L’USFP met en garde contre la dégradation du pouvoir d’achat et critique la gestion économique

L’USFP met en garde contre la dégradation du pouvoir d’achat et critique la gestion économique

Lors du congrès national des commerçants, artisans et professionnels à Bouznika, le Premier secrétaire de l’Union socialiste des forces populaires (USFP), Driss Lachgar, a alerté sur la pression accrue qui pèse sur le pouvoir d’achat des ménages marocains. Il a critiqué la gestion gouvernementale des équilibres économiques, la qualifiant de fragilisante pour l’économie nationale, dans un contexte international marqué par l’instabilité et les tensions géopolitiques.

Driss Lachgar a dressé un constat sévère de la situation économique. Il a pointé du doigt les hausses continues des prix, en particulier celles des carburants, dont le poids affecte de manière significative les classes moyennes et populaires. Selon le responsable politique, cette dégradation est aggravée par un manque de régulation dans certains secteurs stratégiques, notamment celui des hydrocarbures.

Le leader de l’USFP a dénoncé des marges jugées excessives réalisées par certains opérateurs dans ce secteur. Il a estimé que les mécanismes de contrôle en place apparaissaient insuffisants, voire défaillants, pour encadrer ces pratiques et protéger le consommateur.

Une remise en cause du modèle économique

Au-delà de la conjoncture immédiate, l’USFP remet en cause les fondements de l’action économique du gouvernement. Driss Lachgar a critiqué un déséquilibre persistant dans la répartition des soutiens publics. Il a affirmé que les politiques actuelles privilégieraient les grands acteurs économiques au détriment des petits opérateurs.

Les artisans, commerçants et travailleurs indépendants, que le parti qualifie de « forces productives réelles », seraient ainsi marginalisés dans les processus de décision. Pourtant, selon l’analyse de l’USFP, ces catégories constituent un pilier essentiel de l’économie marocaine.

Face à ce constat, le parti appelle à une réorientation des politiques publiques.
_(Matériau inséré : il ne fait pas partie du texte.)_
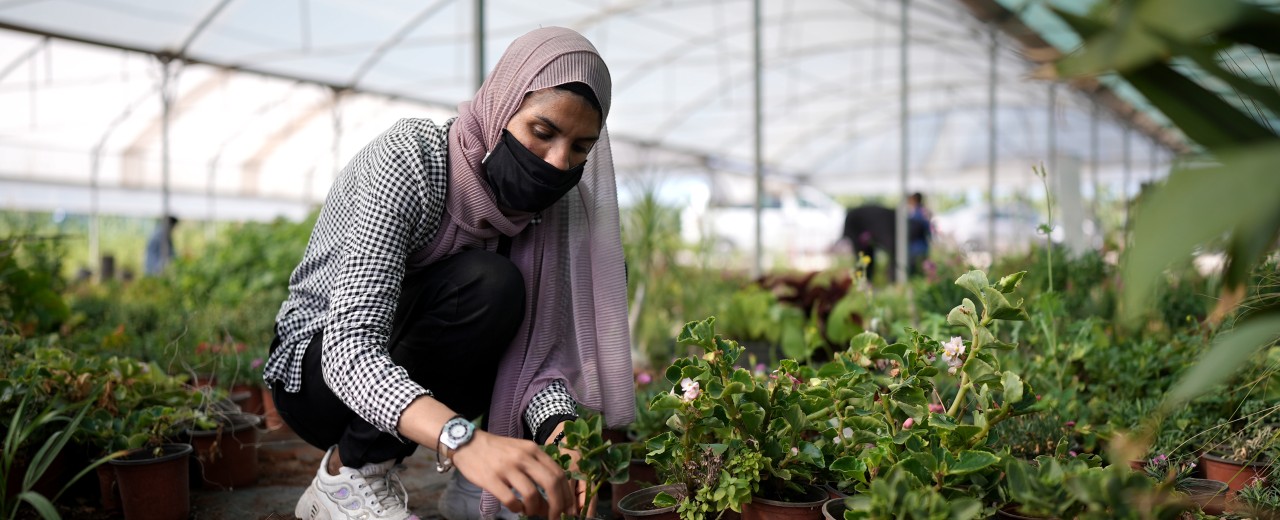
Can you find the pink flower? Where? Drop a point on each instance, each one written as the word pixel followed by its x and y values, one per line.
pixel 690 388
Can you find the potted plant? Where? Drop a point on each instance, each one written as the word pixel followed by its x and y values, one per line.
pixel 648 424
pixel 154 475
pixel 910 423
pixel 1082 488
pixel 225 447
pixel 709 468
pixel 598 461
pixel 1260 500
pixel 1243 457
pixel 1210 496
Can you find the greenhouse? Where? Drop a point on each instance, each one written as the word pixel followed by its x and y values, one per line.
pixel 621 259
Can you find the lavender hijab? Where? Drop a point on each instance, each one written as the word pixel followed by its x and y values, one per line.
pixel 575 323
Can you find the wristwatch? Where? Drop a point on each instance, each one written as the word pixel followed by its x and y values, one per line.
pixel 456 433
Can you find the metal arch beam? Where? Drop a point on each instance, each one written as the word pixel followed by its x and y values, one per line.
pixel 704 40
pixel 252 167
pixel 131 156
pixel 200 27
pixel 393 41
pixel 886 122
pixel 686 110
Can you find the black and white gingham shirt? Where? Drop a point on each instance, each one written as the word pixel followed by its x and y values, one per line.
pixel 383 206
Cette réorientation devrait se fonder sur une meilleure inclusion de ces acteurs dans l’élaboration des stratégies économiques. Elle devrait également viser une redistribution plus équitable des dispositifs de soutien, dans le but de rétablir un équilibre entre performance économique et justice sociale.

Les risques liés au contexte international

L’intervention de l’USFP s’inscrit dans un climat international particulièrement tendu, marqué par la multiplication des foyers de crise, notamment au Moyen-Orient. Driss Lachgar a souligné que ces tensions géopolitiques risquaient d’avoir des répercussions directes sur l’économie marocaine.

Il a cité, comme risques principaux, une hausse potentielle des prix de l’énergie et une instabilité accrue des marchés. Pour le Premier secrétaire, cette situation exige une anticipation plus rigoureuse des chocs externes.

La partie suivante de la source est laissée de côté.